JAKARTA - Badan Pelaksana Otorita Labuan Bajo Flores (BPOLBF) bersama stakeholder mengevaluasi mahalnya tarif kamar hotel di kawasan Destinasi Pariwisata Super Prioritas (DPSP) Labuan Bajo, Nusa Tenggara Timur (NTT).

Direktur Utama BPOLBF, Shana Fatina mengatakan pihaknya yang merupakan satuan tugas di bawah Kementerian Pariwisata dan Ekonomi Kreatif (Kemenparekraf) akan memberikan penjelasan isu yang berkembang di kalangan wisatawan akhir ini terkait harga hotel yang mahal di Labuan Bajo. Dimana saat ini pihaknya tengah melakukan upaya evaluasi.

"Kami sedang terus berupaya untuk meningkatkan kualitas hotel yang ada di Labuan Bajo agar dapat memenuhi standar pelayanan sesuai dengan kelasnya," kata Shana dalam keterangan tertulisnya, Minggu (6/3).
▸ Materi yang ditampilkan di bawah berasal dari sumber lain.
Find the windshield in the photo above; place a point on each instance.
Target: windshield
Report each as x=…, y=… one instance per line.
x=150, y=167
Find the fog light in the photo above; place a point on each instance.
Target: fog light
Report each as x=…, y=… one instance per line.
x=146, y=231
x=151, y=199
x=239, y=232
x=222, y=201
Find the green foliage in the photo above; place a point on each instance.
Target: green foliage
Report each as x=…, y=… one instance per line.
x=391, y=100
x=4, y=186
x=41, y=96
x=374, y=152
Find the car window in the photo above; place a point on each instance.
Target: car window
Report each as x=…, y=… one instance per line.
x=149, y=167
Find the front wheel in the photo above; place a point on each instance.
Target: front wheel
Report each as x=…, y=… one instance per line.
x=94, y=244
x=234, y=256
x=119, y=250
Menanggapi berbagai isu yang berkembang termasuk perbandingan dengan kondisi di Bali dimana harga hotel di pulau dewata cenderung turun harga, namun di Labuan Bajo justru tetap stabil bahkan cenderung mahal, ia menjelaskan bahwa ada perbedaan standar biaya operasional antar-wilayah.

Menurut Shana, biaya operasional hotel di Labuan bajo memang lebih tinggi karena masih banyak produk atau material pendukung yang diambil atau harus didatangkan dari daerah lain.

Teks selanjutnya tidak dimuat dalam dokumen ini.